Calculating Confidence Intervals

• General Formula: $\hat{p} \pm Z \times \sqrt{\frac{\hat{p}(1 - \hat{p})}{n}}$
• $\hat{p}$ is the sample proportion, $Z$ is the Z-score for the confidence level, and $(n)$ is the sample size.
• Z-scores: 1.645 (90%), 1.96 (95%), 2.576 (99%).
• Sample Size Requirement: $n\hat{p}$ and $n(1 - \hat{p})$ should be greater than 5 for a normal approximation.

Problem Examples

Example 1: Constructing a Confidence Interval

A survey of 400 people where 220 prefer a specific brand. Find the 95% confidence interval for the population's preference proportion.

Solution:

• Sample Proportion $(\hat{p})$: $\hat{p} = \frac{220}{400} = 0.55$.
• Sample Size (n): $n = 400$.
• Z-Score for 95% Confidence: $Z = 1.96$.
• Confidence Interval Formula: $\hat{p} \pm Z \times \sqrt{\frac{\hat{p} \times (1 - \hat{p})}{n}}$.
• Margin of Error: $\approx 0.048.$
• Confidence Interval: $[0.502, 0.598]$.

Conclusion: There's a 95% confidence that between 50.2% and 59.8% of the population prefers the brand.

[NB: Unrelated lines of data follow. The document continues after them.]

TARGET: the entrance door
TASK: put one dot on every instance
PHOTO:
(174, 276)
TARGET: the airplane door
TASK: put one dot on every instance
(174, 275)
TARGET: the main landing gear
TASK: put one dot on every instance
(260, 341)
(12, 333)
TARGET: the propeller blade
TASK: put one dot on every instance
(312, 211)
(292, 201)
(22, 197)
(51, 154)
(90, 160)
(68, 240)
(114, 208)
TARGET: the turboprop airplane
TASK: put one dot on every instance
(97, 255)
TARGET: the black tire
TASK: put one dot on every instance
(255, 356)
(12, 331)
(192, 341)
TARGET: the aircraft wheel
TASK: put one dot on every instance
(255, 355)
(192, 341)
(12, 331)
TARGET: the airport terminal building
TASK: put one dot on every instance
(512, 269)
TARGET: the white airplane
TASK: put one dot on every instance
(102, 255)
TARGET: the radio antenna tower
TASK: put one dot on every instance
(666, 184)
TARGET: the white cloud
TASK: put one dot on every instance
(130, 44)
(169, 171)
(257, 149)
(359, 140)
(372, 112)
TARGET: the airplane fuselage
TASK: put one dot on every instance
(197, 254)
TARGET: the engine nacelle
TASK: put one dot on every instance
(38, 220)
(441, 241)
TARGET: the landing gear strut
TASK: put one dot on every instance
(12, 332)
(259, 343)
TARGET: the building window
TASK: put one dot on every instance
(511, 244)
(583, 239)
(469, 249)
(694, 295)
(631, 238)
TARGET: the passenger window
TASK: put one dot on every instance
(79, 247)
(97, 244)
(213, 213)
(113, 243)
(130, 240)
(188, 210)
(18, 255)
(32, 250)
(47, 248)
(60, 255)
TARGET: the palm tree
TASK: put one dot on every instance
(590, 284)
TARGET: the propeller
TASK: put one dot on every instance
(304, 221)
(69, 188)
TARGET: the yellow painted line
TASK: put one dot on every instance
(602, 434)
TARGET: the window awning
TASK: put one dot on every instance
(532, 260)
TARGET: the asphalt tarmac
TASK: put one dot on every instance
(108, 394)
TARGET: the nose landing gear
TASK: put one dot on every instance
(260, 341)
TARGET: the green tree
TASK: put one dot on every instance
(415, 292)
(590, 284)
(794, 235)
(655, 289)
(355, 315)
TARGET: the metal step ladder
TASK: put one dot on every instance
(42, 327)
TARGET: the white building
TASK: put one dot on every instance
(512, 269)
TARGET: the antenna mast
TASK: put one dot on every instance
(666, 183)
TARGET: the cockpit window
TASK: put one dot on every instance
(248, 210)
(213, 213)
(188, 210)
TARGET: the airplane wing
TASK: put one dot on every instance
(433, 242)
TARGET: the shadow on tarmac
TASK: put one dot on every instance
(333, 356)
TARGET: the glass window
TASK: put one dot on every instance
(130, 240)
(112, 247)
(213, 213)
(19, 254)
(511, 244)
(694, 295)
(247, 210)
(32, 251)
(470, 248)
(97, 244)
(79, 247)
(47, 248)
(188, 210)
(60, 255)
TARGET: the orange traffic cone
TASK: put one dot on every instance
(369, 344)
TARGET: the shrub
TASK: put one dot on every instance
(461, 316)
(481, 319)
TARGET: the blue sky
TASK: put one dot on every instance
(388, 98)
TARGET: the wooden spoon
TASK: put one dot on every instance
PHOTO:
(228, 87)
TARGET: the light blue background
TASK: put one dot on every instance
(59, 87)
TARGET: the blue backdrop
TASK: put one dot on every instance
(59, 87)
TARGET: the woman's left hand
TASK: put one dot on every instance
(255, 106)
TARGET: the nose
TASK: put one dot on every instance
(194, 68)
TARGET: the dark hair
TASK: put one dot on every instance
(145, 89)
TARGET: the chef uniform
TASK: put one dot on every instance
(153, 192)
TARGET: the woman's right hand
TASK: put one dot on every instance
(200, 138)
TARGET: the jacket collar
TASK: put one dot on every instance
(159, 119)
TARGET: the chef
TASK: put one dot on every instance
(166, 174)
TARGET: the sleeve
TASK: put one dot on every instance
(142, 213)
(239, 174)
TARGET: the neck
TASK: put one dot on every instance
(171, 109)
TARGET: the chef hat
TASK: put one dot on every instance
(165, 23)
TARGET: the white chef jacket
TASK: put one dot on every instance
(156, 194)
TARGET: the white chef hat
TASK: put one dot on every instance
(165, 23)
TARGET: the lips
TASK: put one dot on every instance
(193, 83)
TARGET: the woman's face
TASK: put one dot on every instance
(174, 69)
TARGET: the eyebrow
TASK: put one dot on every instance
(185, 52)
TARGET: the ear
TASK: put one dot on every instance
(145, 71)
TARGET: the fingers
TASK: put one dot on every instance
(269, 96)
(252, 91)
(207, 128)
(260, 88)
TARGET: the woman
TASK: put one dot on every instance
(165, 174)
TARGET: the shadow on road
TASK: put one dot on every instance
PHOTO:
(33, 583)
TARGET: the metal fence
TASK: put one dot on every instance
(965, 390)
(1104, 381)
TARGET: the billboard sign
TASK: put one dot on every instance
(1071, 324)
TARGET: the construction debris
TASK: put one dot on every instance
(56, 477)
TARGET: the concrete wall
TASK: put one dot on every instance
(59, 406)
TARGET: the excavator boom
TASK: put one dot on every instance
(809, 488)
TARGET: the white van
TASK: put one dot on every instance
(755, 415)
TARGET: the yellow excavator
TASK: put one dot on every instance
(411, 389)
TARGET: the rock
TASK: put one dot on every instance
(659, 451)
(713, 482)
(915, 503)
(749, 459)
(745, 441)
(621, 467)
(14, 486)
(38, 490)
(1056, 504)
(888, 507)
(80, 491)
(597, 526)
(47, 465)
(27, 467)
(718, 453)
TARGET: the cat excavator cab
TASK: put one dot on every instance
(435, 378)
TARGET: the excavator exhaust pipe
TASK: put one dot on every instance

Example 2: Interpreting a Confidence Interval

• Scenario: A 95% confidence interval is [0.48, 0.62].
• Interpretation:
  • We are 95% confident the true population proportion is between 48% and 62%.
  • "95% Confidence" means about 95% of such intervals from repeated samples will contain the true proportion.
  • A wider interval suggests more uncertainty, a narrower interval suggests greater precision.